It’s funny to me how one day Kenya has no interest in a certain food and the next he can’t get enough of it. Two months ago, right after his 1st Birthday, I made him an omelette. I had seen my friend Diane giving one to her son and he was loving it. That afternoon, I made a gorgeous fluffy omelette for Kenya, cut it into pieces and put it on his tray. He proceeded to hold it in his hand and drop it on the floor, piece by piece.
Considering the fact that he loves egg yolks, I was kind of shocked. Yesterday, I decided to give it another try. Kenya couldn’t chew fast enough. He loved it. He was singing to the omelette, dangling it into his mouth — it was cracking me up. For parents with finicky eaters, this will hopefully be a home run and it’s also a good lesson that if your little one doesn’t like something, you can always try it again at a later date. Sometimes you just have to let their palettes develop at their own pace.
Eggs are a wonderful source of protein, Vitamin A and iron. If you serve the omelette with a Vitamin C food such as kiwi, your baby’s body will absorb the iron more readily. You can even finely chop vegetables or add a little cheese as I did to give it more flavor.
- 1 Organic Egg (we buy ours at our local farmer’s market, but every supermarket should carry organic eggs)
- 1 Tsp whole milk or water
- 1 Tbsp Cheddar Cheese, shredded (you can use other types of cheese)
- 1 Tsp butter or oil
- Whisk the egg and milk in a bowl with a fork until thoroughly combined.

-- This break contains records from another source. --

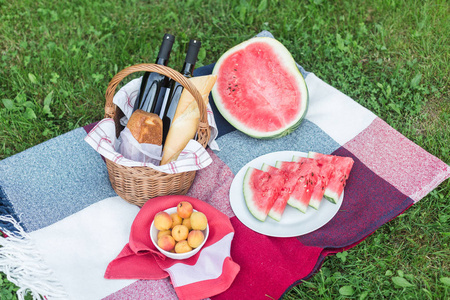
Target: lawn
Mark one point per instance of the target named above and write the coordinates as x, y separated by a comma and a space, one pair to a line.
391, 56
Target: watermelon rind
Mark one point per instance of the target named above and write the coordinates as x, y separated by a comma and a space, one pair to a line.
289, 65
248, 196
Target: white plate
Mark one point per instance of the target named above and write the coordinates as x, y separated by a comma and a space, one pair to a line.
293, 221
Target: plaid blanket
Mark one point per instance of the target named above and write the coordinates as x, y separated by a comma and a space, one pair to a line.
65, 224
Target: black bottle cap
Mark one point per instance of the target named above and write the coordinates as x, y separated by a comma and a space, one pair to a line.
166, 46
191, 55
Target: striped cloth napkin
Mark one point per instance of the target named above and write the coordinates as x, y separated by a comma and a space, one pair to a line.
103, 138
65, 224
207, 273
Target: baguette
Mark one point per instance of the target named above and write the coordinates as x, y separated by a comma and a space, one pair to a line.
146, 127
186, 119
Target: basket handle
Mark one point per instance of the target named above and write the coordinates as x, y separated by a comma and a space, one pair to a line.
110, 107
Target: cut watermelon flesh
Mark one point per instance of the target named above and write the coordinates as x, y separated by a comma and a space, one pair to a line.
260, 192
322, 181
307, 179
338, 179
259, 89
280, 177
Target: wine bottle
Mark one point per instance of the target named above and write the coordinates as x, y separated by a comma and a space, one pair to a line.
154, 85
176, 88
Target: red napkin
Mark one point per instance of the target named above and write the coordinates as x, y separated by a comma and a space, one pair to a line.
207, 273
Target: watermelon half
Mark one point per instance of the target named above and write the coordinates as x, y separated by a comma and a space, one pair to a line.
259, 88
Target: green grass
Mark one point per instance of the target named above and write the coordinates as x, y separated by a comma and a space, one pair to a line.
56, 60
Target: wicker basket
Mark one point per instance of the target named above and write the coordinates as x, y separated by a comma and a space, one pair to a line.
139, 184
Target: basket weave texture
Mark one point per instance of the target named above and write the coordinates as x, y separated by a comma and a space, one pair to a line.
137, 185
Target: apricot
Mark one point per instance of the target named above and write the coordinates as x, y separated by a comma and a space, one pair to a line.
198, 220
166, 242
162, 221
184, 209
176, 219
187, 222
182, 247
195, 238
180, 232
163, 232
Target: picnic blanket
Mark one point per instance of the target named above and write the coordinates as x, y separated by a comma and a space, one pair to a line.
65, 224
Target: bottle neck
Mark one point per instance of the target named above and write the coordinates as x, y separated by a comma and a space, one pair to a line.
162, 61
188, 69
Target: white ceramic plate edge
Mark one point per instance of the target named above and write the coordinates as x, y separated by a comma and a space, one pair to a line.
293, 222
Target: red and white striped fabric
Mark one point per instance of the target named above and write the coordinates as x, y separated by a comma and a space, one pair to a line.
103, 139
208, 273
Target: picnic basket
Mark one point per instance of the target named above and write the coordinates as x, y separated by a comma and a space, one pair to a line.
137, 185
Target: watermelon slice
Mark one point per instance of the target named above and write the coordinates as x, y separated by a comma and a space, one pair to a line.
259, 88
260, 192
338, 179
325, 172
306, 182
281, 179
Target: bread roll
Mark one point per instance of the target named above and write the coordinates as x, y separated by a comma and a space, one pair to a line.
187, 116
146, 127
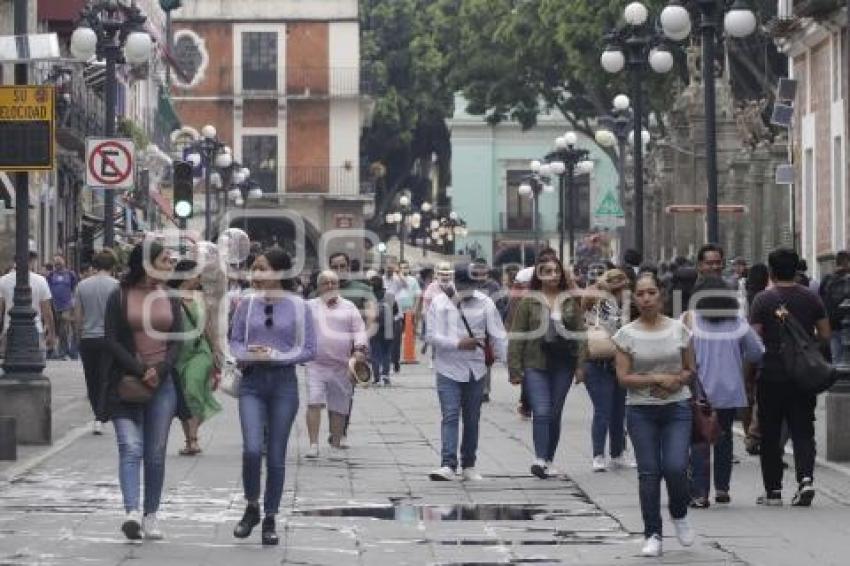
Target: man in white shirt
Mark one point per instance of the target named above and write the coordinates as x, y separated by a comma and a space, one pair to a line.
460, 367
41, 303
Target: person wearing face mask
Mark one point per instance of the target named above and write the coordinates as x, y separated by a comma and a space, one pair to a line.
382, 318
460, 321
340, 335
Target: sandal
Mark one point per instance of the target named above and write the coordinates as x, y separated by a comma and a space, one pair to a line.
191, 448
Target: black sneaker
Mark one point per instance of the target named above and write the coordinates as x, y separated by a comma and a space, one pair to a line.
270, 537
771, 498
805, 494
250, 519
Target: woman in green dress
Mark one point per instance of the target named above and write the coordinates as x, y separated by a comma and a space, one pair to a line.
197, 370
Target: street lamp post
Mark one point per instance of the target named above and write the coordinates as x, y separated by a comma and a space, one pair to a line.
567, 161
616, 129
739, 22
643, 46
209, 152
114, 32
532, 186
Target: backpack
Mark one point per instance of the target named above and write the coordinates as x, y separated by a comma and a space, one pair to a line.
801, 356
837, 291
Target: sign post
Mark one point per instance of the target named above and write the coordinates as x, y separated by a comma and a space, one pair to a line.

- Melt butter in a 6 or 8-inch omelette pan over medium heat (approximately 30 seconds) making sure it coats the bottom of the pan. As soon as the butter stops bubbling (and before it starts to brown) slowly pour in the egg mixture.
- Pour in the egg mixture tilting the pan to spread it evenly. Let the egg firm up a little, and after about ten-seconds shake the pan a bit and use a spatula to gently direct the mixture away from the sides and into the middle. Allow the remaining liquid to then flow into the space left at the sides of the pan.
- Continue to cook for another minute or so until the egg mixture holds together. Do not let the underside of the eggs brown.
- Sprinkle the top with the shredded cheese and with a spatula; gently fold the omelette in a half moon shape.
- Continue to cook another 30 seconds or until the omelette is thoroughly cooked through.
- Cool, cut into bite size pieces and serve.